Contents

# Linear Regression

Before there was any ML algorithms, there was a concept and that was regression.

Linear Regression is considered as the process of finding the value or guessing a dependent variable using the number of independent variables. Take for a example:- predicting a price of house using variables like, size of house, age etc.

There are frameworks like scikit-learn which can perform a linear regression on a moment but lets get it from the scratch.

# Credits

Credits goes to the author of below repository from where, I have learned the most important concepts of ML and I am using some modified version of codes present there and then I will be using my own version of codes to play with LR from Scratch. This notebook is inspired by the github repo of Tarry Singh and I have referenced most of the codes from that repo.

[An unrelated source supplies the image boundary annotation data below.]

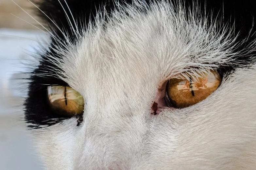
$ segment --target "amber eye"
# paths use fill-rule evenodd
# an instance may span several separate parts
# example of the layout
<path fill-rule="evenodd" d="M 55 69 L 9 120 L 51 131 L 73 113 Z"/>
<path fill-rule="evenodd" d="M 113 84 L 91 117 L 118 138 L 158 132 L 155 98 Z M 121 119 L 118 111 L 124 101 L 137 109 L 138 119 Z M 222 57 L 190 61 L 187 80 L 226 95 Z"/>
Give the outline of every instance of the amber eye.
<path fill-rule="evenodd" d="M 170 79 L 166 87 L 168 98 L 174 107 L 183 108 L 202 101 L 219 87 L 222 78 L 216 71 L 200 75 L 196 80 Z"/>
<path fill-rule="evenodd" d="M 72 117 L 83 113 L 83 97 L 72 88 L 60 86 L 49 86 L 49 104 L 55 113 Z"/>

Please leave a star on it.

%matplotlib inline
import numpy as np
import matplotlib.pyplot as plt


# Linear Regression with only one variable

Which will be just like the case:- y=mx+c.

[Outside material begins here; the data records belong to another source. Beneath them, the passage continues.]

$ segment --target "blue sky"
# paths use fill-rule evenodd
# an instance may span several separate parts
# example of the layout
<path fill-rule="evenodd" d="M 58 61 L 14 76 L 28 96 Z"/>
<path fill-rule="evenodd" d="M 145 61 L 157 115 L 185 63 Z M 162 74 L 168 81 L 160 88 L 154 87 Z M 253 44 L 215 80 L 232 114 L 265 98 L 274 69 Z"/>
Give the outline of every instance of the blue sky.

# linear regression with one variable
# this file contains comma separated data, first col is profit and second is population
datafile = 'data/ex1data1.txt'
#print(cols.shape)
#Form the usual "X" matrix and "y" vector
X = np.transpose(np.array(cols[:-1]))
y = np.transpose(np.array(cols[-1:]))
#print(X.shape)
m = y.size # number of training examples
#Insert the usual column of 1's into the "X" matrix, why?
# to make y = mx + c into np.dot(theta, x), we will add one axis for c.
X = np.insert(X,0,1,axis=1)
print(X.shape, y.shape)

(97, 2) (97, 1)

#Plot the data to see what it looks like
plt.figure(figsize=(10,6))
# why X[:, 1]? Every row, but only 1st col
# why y[:, 0]? Every row, but only 0th col
plt.plot(X[:,1], y[:,0],'rx',markersize=10)
plt.grid(True) #Always plot.grid true!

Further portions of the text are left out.